Feb 01 2009
church events of the bible 4a: daily life – an excursus
This isn’t an event per se and so it breaks the rule for this series, but before I comment on the next events, we have to notice a bit about the kind of life that pervades the early church. (I will talk about the two events that are mentioned in the next post.)
You can check the story out here: Acts 2:42-47.
The first truth with which we must contend is a truth about content. This text lists four devotions: apostles teaching, fellowship, breaking of bread and prayers. Do these represent four event types or four things that happened at every event or neither of those options? I grew up in a church culture that looked to these four things as the defining markers not only of a church but more particularly of a church event. If nothing else happened on Sunday morning, it was expected that these four things did happen. Other things like singing and announcements may happen, but it was these four elements that were required and if they happened, then it was by definition a church service regardless of anything else that may or may not have happened. I have a lot of sympathy for this view, and if nothing else it creates a balance on Sunday mornings between four vital practices.
While that view has served a lot of churches very well, I am no longer sure that this interpretation is required of the text. Perhaps these four realities are essential not for each event but for the rhythm of the life of the church overall. If the other reading insists that all these practices be mixed together like a casserole, the alternative view would suggest that a four course meal was equally healthy. In this model we might have some events that are focused on teaching and others on prayer and fellowship. Some might focus on the community meal with little teaching and a lot of prayer. Other community meals might bubble over in fellowship with only a bit of prayer.
This difference matters for at least two reasons. The first is that we want to honestly respond to the meaning of the text. If this text (as I now read it) is giving us examples of the kind of life led by these early Christians rather than giving us a list of the four things every church event must have, then we should admit that so that we are able to read the text honestly for what it says rather than assume a patternism that isn’t there.
The second is that at some point we must begin to actually plan an event.
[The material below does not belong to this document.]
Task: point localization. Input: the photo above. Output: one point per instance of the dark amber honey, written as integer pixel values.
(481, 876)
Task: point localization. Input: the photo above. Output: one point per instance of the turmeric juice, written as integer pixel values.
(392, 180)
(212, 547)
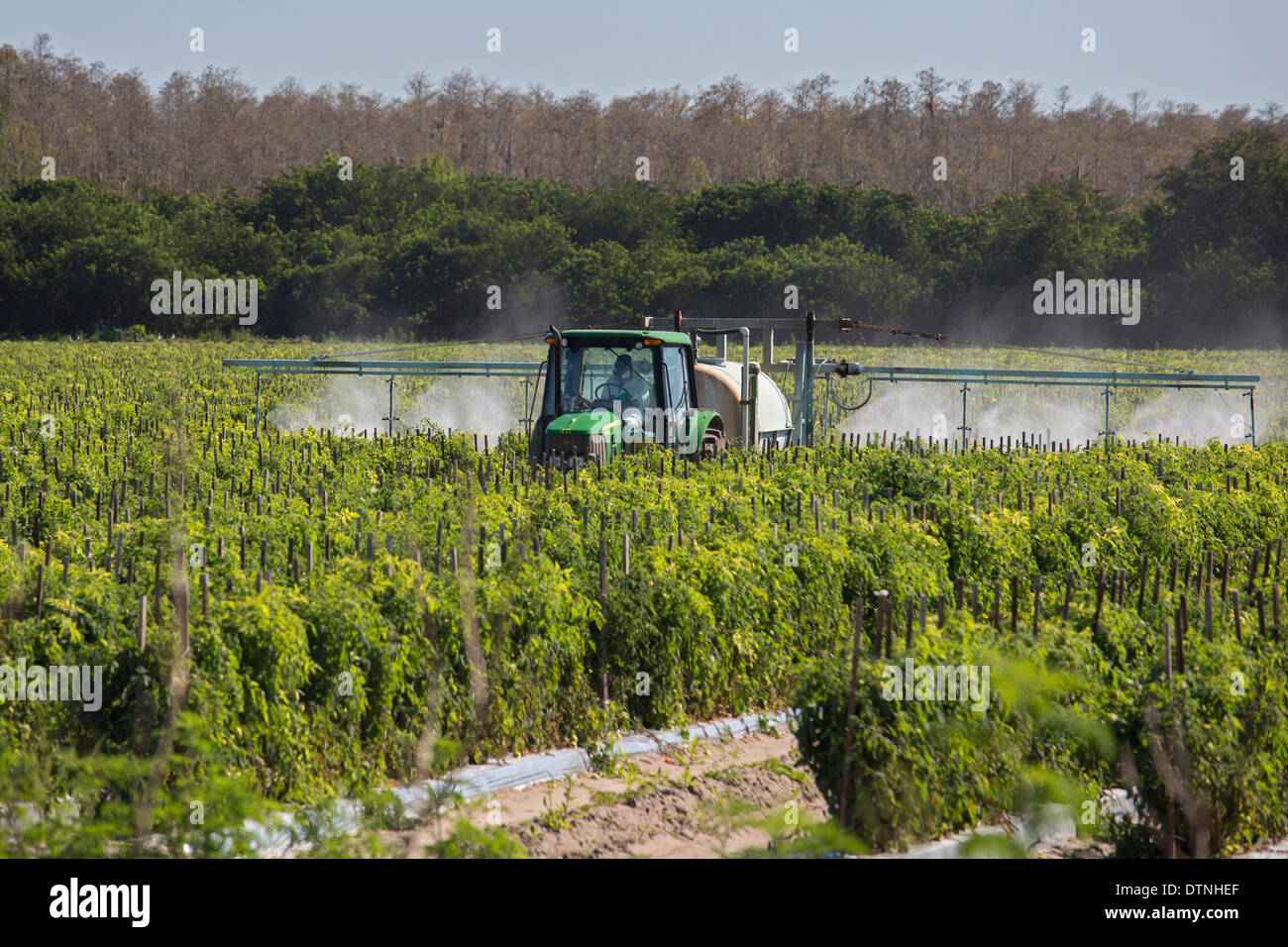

When we do so, there are fundamental decisions to be made. Can we plan an event focused just on fellowship? Can we call an event a Christian event that is not centered on the meal? If these elements are examples and not blueprints, then we are freed to plan a comprehensive and complementary collection of events that in different ways address these values.
I am convinced that these devotions are exemplary of a wide variety of events and should not be interpreted as essential to all events. The key reason for this conviction is the examples that are given. There is no indication of a single central event that attempted to cover all of these bases. On the contrary, the implication is that in a multitude of overlapping ways, these four values are expressed.
Fellowship is expressed in the sharing of possessions and mutual support. Surely some of that happened at organized events. Maybe even a first century potluck supper. (Paul has to deal with some problem potlucks in his letters to the Corinthian churches.) But clearly what is most directly described here is not a program or an event but a lifestyle embodied by a community so intimately connected that needs could be known and shared.
These four are the marks of the church not because they can be checked off a programming list, but because they are the natural life expression of the church.
BUT..
It does seem that these core values did find expression in at least two regular events, and having indulged in this excursus I will turn to those two events in the next post.
on the walk
-Ethan
I can’t wait to read more. I was just going to email you to ask about Pagan Christianity. It caught my eye on the way out of the library, and it’s raising lots of questions…
After you read Pagan Christianity (which overstates its case pretty dramatically in my opinion) you must read his next book (Reimagining Church). It is fantastic. It certainly is part of the catalyst behind this series of investigations.